Ischemia is characterized by the inhibition of ATP production via oxidative phosphorylation due to oxygen deprivation, which leads to mitochondria depolarization. Impaired mitochondrial respiration involves the shift to an anaerobic metabolism and ionic imbalance that leads to a decrease of cytosolic pH and generation of reactive oxygen species (ROS). The voltage-dependent anion channel (VDAC) is the most abundant protein in the mitochondrial outer membrane, which regulates the passage of ATP, ADP, and other mitochondrial respiratory substrates across this membrane. Motivated by these facts, we are interested in establishing a possible functional link between the physiological features of ischemia and VDAC. It has been reported that cytosolic acidification protects cells from death during early ischemic stress. However, the mechanism of this protection is still unclear. Ischemia is followed by a reperfusion stage in which pH is restored to neutral leading to cell death. In experiments with VDAC reconstituted into planar lipid membranes we show that VDAC voltage-induced closure increases at low pH. Interestingly, the channel fully re-opens after the pH is restored to neutral. The cytoskeleton protein, dimeric tubulin regulates mitochondrial membrane potential by blocking VDAC permeability for ATP (Sheldon et al., 2011; Gurnev et. al, 2011). We found that, synergistically with the effect on gating, acidification significantly promotes VDAC blockage by tubulin, and speculate here that acidic pH-induced VDAC inhibition could potentially be involved in the protective effect of acidosis and also in the mitochondria depolarization usually detected during ischemia.A possible effect of ROS on VDAC permeability was assessed by probing VDAC functioning in planar membranes containing oxidized lipids. We have found that oxidized lipids affect VDAC interaction with tubulin. The relevance of these observations for the mechanisms of ischemia and apoptosis is discussed.
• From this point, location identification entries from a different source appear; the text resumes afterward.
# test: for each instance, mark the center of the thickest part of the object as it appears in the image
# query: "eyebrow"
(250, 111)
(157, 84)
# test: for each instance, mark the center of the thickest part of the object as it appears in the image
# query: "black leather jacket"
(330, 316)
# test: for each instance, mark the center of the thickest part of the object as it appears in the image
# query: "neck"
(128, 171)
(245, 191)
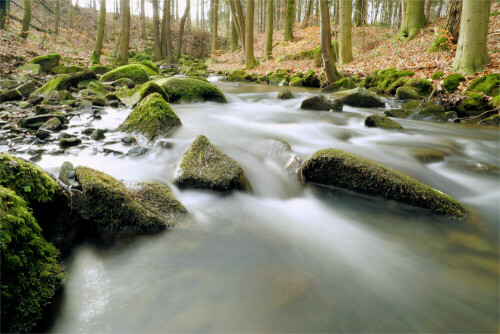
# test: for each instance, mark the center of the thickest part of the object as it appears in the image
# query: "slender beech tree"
(26, 19)
(249, 55)
(96, 55)
(181, 28)
(414, 19)
(472, 53)
(345, 25)
(326, 43)
(269, 30)
(290, 15)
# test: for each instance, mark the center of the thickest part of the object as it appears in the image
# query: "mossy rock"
(134, 72)
(342, 84)
(31, 273)
(133, 96)
(360, 97)
(322, 103)
(153, 117)
(47, 62)
(398, 113)
(284, 94)
(67, 69)
(114, 208)
(203, 165)
(407, 93)
(452, 81)
(488, 84)
(342, 169)
(188, 90)
(383, 122)
(59, 83)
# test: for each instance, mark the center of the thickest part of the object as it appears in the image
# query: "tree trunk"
(472, 53)
(181, 28)
(96, 55)
(453, 15)
(290, 14)
(125, 30)
(345, 48)
(326, 43)
(26, 19)
(414, 19)
(269, 30)
(249, 56)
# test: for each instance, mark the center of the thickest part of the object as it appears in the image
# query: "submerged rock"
(346, 170)
(113, 207)
(153, 117)
(321, 102)
(203, 165)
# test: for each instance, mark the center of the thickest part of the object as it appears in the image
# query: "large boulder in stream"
(188, 90)
(153, 117)
(342, 169)
(107, 202)
(203, 165)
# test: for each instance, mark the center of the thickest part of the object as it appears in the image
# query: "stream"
(282, 257)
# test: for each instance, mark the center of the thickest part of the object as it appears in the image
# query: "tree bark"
(414, 19)
(96, 55)
(326, 43)
(345, 47)
(472, 53)
(26, 19)
(269, 30)
(249, 55)
(181, 28)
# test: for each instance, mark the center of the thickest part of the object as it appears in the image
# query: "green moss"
(28, 180)
(384, 122)
(437, 75)
(452, 81)
(47, 61)
(188, 90)
(205, 166)
(115, 208)
(134, 72)
(488, 84)
(133, 96)
(398, 113)
(60, 82)
(30, 269)
(346, 170)
(152, 117)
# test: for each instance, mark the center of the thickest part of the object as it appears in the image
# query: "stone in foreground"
(205, 166)
(346, 170)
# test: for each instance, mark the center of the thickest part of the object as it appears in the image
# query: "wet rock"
(106, 201)
(153, 117)
(284, 94)
(346, 170)
(383, 122)
(321, 102)
(203, 165)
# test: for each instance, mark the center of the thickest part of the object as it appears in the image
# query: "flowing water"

Probing VDAC Voltage-Gating Mechanism by pH: Functional and Structural Implications

VDAC controls fluxes of ATP/ADP and other respiratory substrates across mitochondrial outer membrane by using its characteristic ability to switch or “gate” between the so-called “open” and “closed” states. While most metabolites go freely through a unique open state, the closed states are virtually impermeable to ATP and ADP. Therefore, unveiling molecular mechanisms of VDAC gating is important in our understanding of mitochondrial respiration and metabolism in health and pathology. Available crystal structure of VDAC solved to the atomic level of resolution does not provide data on VDAC gating mechanism in spite of a number of different models that have been proposed. Although effects of pH on VDAC gating have been shown previously, here we further explore this approach by performing functional and structural studies on VDAC at extremely low pH. In our experiments with VDAC reconstituted into planar lipid membranes, voltage-gating is drastically increased as pH decreases from 7.4 to 3.0. Interestingly, the effect of pH on gating is fully reversible, i.e., gating returns to the initial behavior after returning pH back to 7.4. Further, we explore the effects of pH on channel selectivity and protein-protein interaction of VDAC with dimeric tubulin that is known to block VDAC pore with nanomolar efficiency. To address structural rearrangements upon gating, we also use magic angle spinning NMR to study conformational changes in recombinant human VDAC1 as a function of pH ranging from 3 to 11. Under these conditions we observe reversible changes in chemical shifts upon changing the pH from 7 to 4. These observations support functional results of VDAC voltage-gating at different pH and complement the data with site-specific information about residues affected by pH changes. The mechanism of VDAC gating and its relevance to in vivo situation are discussed.